The query below filters collections with a metadata attribute name (“META_COLL_ATTR_NAME”) beginning with “data” and retrieves the names of the collection and its data objects (“COLL_NAME” and “DATA_NAME”) as well as the value of said metadata item (“META_COLL_ATTR_VALUE”).
iquery("SELECT COLL_NAME, DATA_NAME, META_COLL_ATTR_VALUE WHERE META_COLL_ATTR_NAME LIKE 'data%'")
#> COLL_NAME DATA_NAME META_COLL_ATTR_VALUE
#> 1 /tempZone/home/rods/analysis linear_model.rds data.csv
We could also retrieve other type of information such as the size of a data object or the creation/modification time of a collection, a data object or their metadata. For instance, the query below filters the data objects that have a metadata attribute “size” (“META_DATA_ATTR_NAME = ‘size’”) and retrieves their actual size in bytes (“DATA_SIZE”) as well as the value and units of the metadata attribute (“META_DATA_ATTR_VALUE” and “META_DATA_ATTR_UNITS”).
iquery("SELECT DATA_NAME, DATA_SIZE, META_DATA_ATTR_VALUE, META_DATA_ATTR_UNITS WHERE META_DATA_ATTR_NAME = 'size'")
#> DATA_NAME DATA_SIZE META_DATA_ATTR_VALUE META_DATA_ATTR_UNITS
#> 1 data.csv 798 2 columns
#> 2 data.csv 798 20 rows
#> 3 linear_model.rds 3927 1 predictors
#> 4 linear_model.rds 3927 20 observations
Columns ending in “SIZE” are parsed to numbers; in the same way, columns ending in “TIME” have the class “POSIXct”, i.e. as datetime objects.

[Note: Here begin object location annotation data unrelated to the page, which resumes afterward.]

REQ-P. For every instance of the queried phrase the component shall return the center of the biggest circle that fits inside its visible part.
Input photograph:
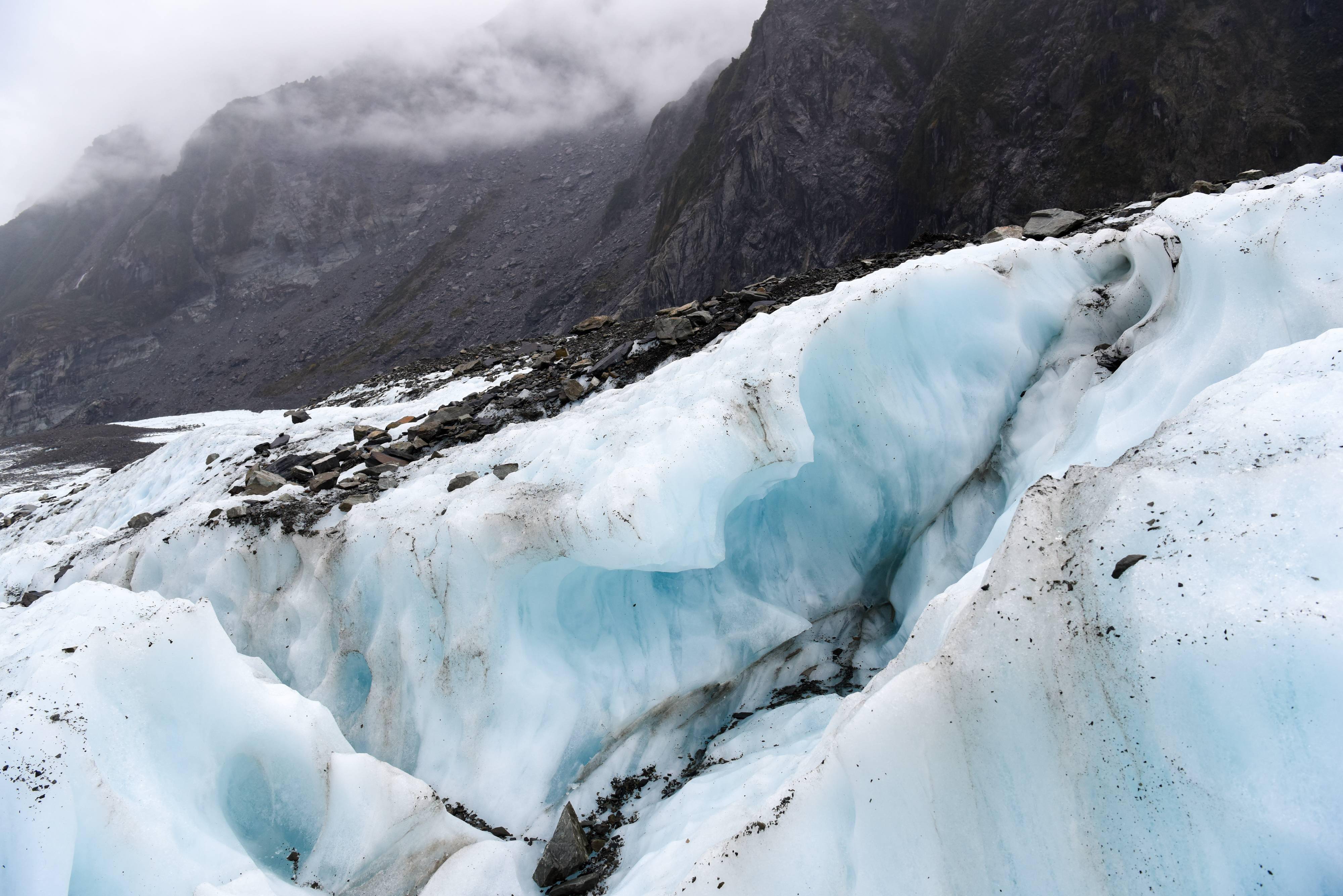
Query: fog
(418, 76)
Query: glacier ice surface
(758, 522)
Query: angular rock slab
(567, 851)
(1052, 222)
(1007, 233)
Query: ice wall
(1054, 729)
(674, 552)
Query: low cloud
(408, 74)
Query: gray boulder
(566, 852)
(1052, 222)
(577, 887)
(355, 499)
(1007, 233)
(620, 355)
(594, 322)
(1126, 564)
(261, 482)
(323, 481)
(461, 482)
(672, 329)
(573, 390)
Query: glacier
(871, 534)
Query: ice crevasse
(757, 529)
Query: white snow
(772, 517)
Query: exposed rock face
(847, 128)
(269, 269)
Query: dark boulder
(461, 482)
(566, 852)
(1126, 564)
(323, 481)
(617, 356)
(1052, 222)
(577, 887)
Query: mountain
(848, 128)
(1004, 566)
(288, 254)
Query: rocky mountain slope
(271, 267)
(1023, 553)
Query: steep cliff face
(277, 263)
(849, 127)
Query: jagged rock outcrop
(847, 128)
(272, 266)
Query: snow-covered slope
(714, 557)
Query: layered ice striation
(758, 529)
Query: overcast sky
(72, 70)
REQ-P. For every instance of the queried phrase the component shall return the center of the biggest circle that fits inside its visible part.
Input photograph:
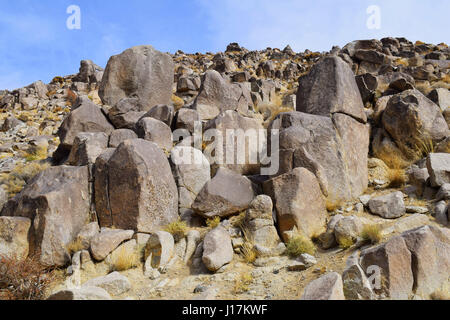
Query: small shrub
(213, 222)
(243, 282)
(372, 233)
(24, 279)
(299, 245)
(346, 242)
(178, 229)
(124, 259)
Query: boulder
(58, 202)
(327, 287)
(217, 249)
(394, 262)
(191, 171)
(390, 206)
(141, 72)
(114, 283)
(155, 131)
(120, 135)
(80, 294)
(238, 151)
(438, 165)
(330, 88)
(85, 117)
(87, 146)
(224, 195)
(260, 224)
(411, 120)
(298, 202)
(216, 95)
(14, 237)
(139, 192)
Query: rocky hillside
(134, 184)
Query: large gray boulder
(217, 249)
(217, 95)
(334, 148)
(14, 237)
(141, 72)
(412, 120)
(224, 195)
(298, 202)
(139, 188)
(327, 287)
(330, 88)
(58, 202)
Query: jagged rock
(155, 131)
(260, 224)
(120, 135)
(226, 194)
(298, 202)
(83, 293)
(107, 240)
(243, 161)
(217, 249)
(87, 146)
(140, 71)
(87, 233)
(114, 283)
(330, 88)
(85, 117)
(390, 206)
(191, 172)
(163, 113)
(410, 118)
(328, 287)
(313, 142)
(394, 260)
(14, 237)
(58, 196)
(141, 193)
(216, 96)
(438, 165)
(159, 250)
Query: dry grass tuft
(243, 282)
(372, 233)
(124, 259)
(178, 229)
(299, 245)
(213, 222)
(24, 279)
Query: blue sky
(35, 43)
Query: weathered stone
(438, 165)
(114, 283)
(394, 260)
(58, 196)
(83, 293)
(107, 240)
(330, 88)
(226, 194)
(141, 193)
(87, 146)
(298, 202)
(328, 287)
(390, 206)
(410, 118)
(191, 172)
(156, 131)
(14, 237)
(142, 72)
(120, 135)
(217, 249)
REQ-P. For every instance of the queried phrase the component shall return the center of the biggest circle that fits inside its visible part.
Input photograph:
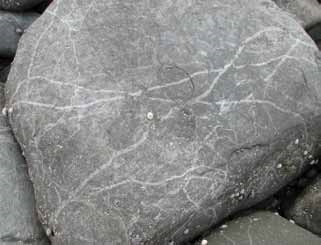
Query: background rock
(19, 5)
(263, 228)
(305, 210)
(12, 26)
(150, 121)
(18, 222)
(307, 12)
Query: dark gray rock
(307, 12)
(315, 33)
(149, 121)
(262, 228)
(305, 210)
(19, 5)
(12, 26)
(4, 69)
(18, 223)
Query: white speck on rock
(48, 232)
(150, 115)
(204, 242)
(223, 226)
(279, 165)
(4, 111)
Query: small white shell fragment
(5, 111)
(204, 242)
(150, 115)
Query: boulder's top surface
(149, 121)
(19, 5)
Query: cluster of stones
(151, 122)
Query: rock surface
(19, 5)
(261, 228)
(150, 121)
(12, 26)
(306, 208)
(307, 12)
(4, 69)
(18, 223)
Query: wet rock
(307, 12)
(315, 33)
(264, 228)
(148, 122)
(19, 5)
(305, 210)
(12, 26)
(18, 223)
(4, 69)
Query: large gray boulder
(261, 228)
(18, 217)
(150, 121)
(307, 12)
(12, 26)
(19, 5)
(305, 210)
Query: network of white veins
(119, 95)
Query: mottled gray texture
(307, 12)
(4, 69)
(19, 5)
(12, 26)
(261, 228)
(315, 33)
(305, 210)
(18, 217)
(143, 119)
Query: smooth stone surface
(305, 210)
(4, 69)
(18, 218)
(261, 228)
(307, 12)
(12, 26)
(150, 121)
(19, 5)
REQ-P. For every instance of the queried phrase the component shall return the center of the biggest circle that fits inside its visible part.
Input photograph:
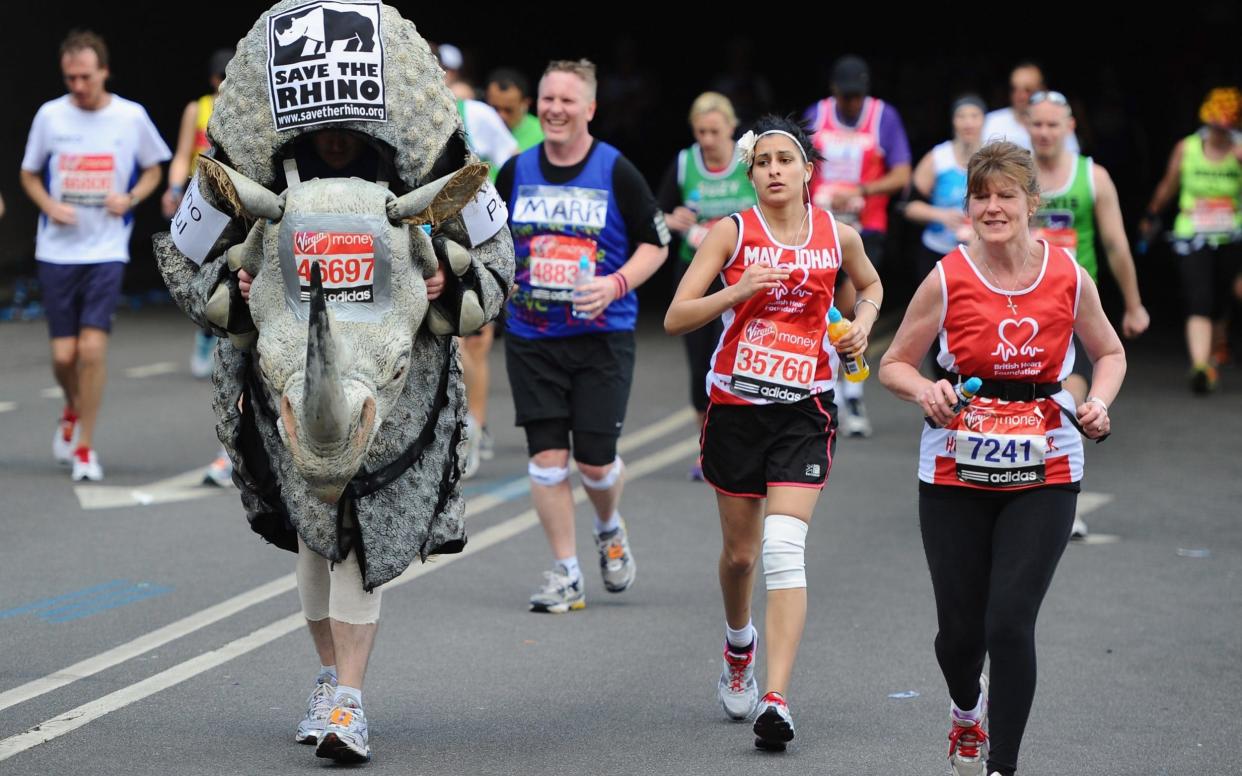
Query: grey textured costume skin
(399, 522)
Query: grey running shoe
(968, 743)
(774, 726)
(344, 735)
(559, 594)
(616, 561)
(738, 690)
(318, 707)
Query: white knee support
(605, 482)
(548, 476)
(784, 551)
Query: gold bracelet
(871, 302)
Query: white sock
(611, 524)
(353, 692)
(742, 637)
(570, 566)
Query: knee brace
(605, 482)
(547, 476)
(784, 551)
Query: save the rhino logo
(309, 32)
(326, 63)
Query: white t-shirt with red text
(83, 155)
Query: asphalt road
(144, 630)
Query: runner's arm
(689, 308)
(899, 370)
(1107, 354)
(1117, 248)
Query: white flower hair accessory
(747, 147)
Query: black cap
(851, 76)
(219, 61)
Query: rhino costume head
(349, 383)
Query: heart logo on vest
(1007, 347)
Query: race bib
(554, 260)
(775, 360)
(86, 179)
(1001, 443)
(1214, 215)
(1057, 226)
(347, 265)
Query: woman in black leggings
(999, 479)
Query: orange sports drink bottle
(855, 368)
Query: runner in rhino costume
(343, 417)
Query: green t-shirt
(711, 195)
(527, 133)
(1067, 217)
(1209, 199)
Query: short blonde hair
(713, 102)
(583, 68)
(1001, 159)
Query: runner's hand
(756, 278)
(244, 279)
(62, 214)
(118, 203)
(937, 400)
(1093, 417)
(436, 283)
(596, 296)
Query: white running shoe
(968, 741)
(1079, 529)
(319, 705)
(738, 690)
(86, 466)
(344, 735)
(65, 440)
(616, 561)
(774, 725)
(559, 594)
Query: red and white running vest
(999, 445)
(851, 155)
(775, 344)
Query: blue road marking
(88, 601)
(87, 592)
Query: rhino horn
(441, 199)
(324, 409)
(242, 194)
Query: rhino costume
(352, 428)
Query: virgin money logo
(1011, 332)
(761, 333)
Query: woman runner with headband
(999, 481)
(770, 430)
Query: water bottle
(585, 275)
(965, 391)
(855, 369)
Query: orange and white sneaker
(344, 735)
(65, 440)
(86, 466)
(774, 725)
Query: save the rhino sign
(326, 63)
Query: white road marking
(95, 709)
(150, 370)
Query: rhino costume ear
(439, 200)
(241, 193)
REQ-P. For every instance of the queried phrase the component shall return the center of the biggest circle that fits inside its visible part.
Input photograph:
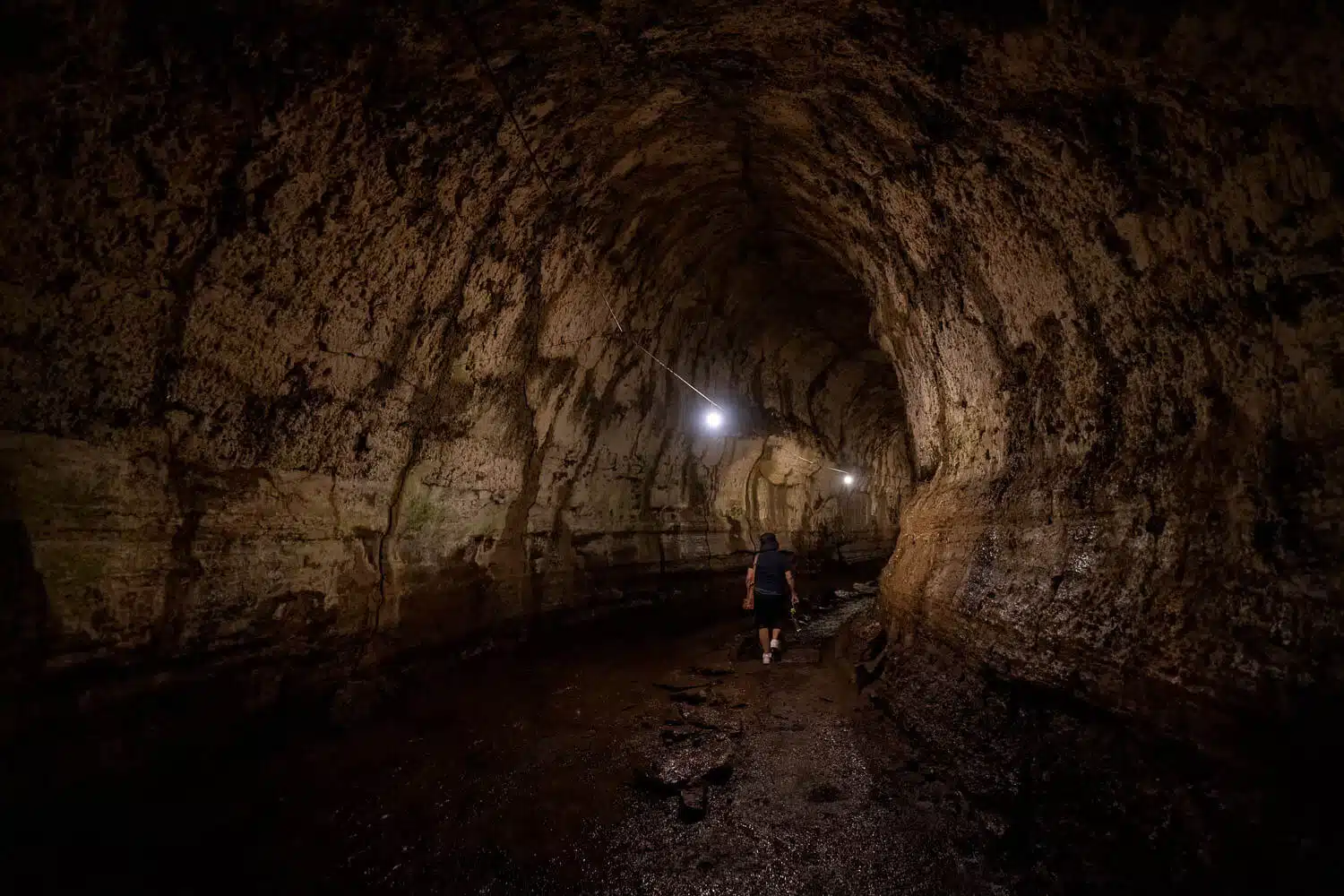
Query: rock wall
(301, 357)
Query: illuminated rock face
(306, 346)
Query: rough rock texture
(306, 325)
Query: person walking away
(769, 583)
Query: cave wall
(301, 355)
(1117, 319)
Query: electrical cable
(816, 462)
(527, 144)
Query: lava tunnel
(365, 525)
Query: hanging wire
(527, 144)
(816, 462)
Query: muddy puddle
(652, 753)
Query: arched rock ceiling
(1064, 284)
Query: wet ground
(655, 754)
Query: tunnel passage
(309, 309)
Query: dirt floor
(655, 754)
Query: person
(769, 582)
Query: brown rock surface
(306, 338)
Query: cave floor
(650, 755)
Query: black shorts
(771, 610)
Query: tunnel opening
(341, 340)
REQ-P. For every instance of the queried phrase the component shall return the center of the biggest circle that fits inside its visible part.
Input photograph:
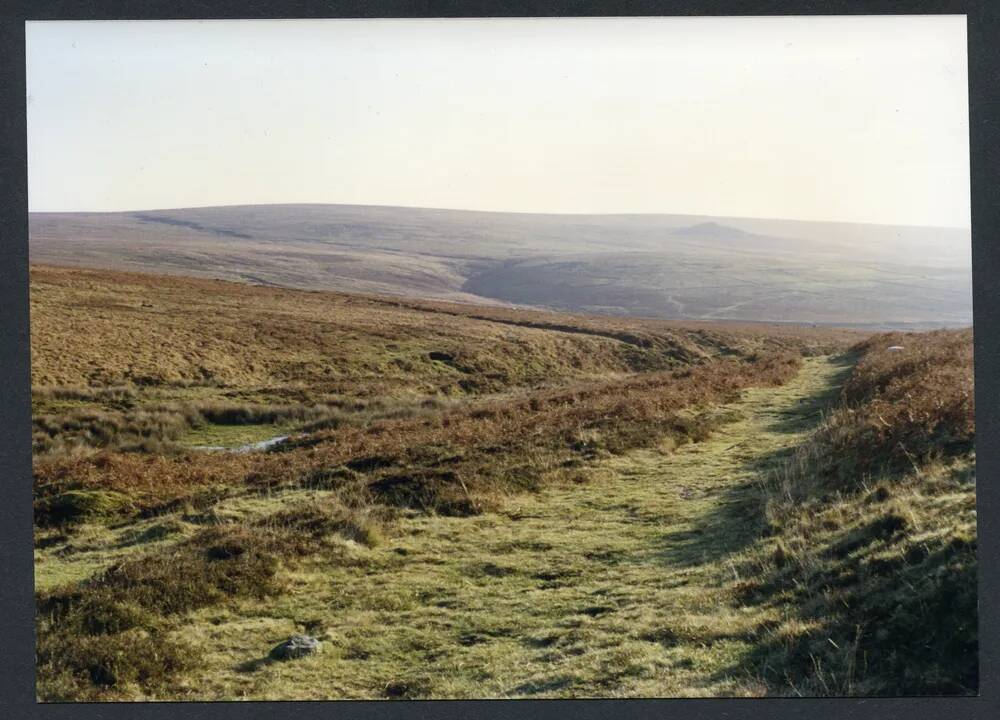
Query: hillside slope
(474, 501)
(639, 265)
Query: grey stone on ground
(295, 647)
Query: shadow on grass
(737, 519)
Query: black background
(17, 662)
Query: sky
(861, 119)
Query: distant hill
(671, 266)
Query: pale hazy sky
(857, 119)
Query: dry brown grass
(873, 532)
(899, 409)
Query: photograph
(501, 358)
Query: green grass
(214, 435)
(606, 587)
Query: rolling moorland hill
(669, 266)
(476, 501)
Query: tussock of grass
(873, 532)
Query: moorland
(665, 266)
(472, 500)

As an example, the query below retrieves parent collection’s name (“COLL_NAME”) and the name (“DATA_NAME”), creation time (“DATA_CREATE_TIME”) and size in bytes (“DATA_SIZE”) of all data objects whose parent collection name ends in “analysis” and that are less than 8000 bytes in size.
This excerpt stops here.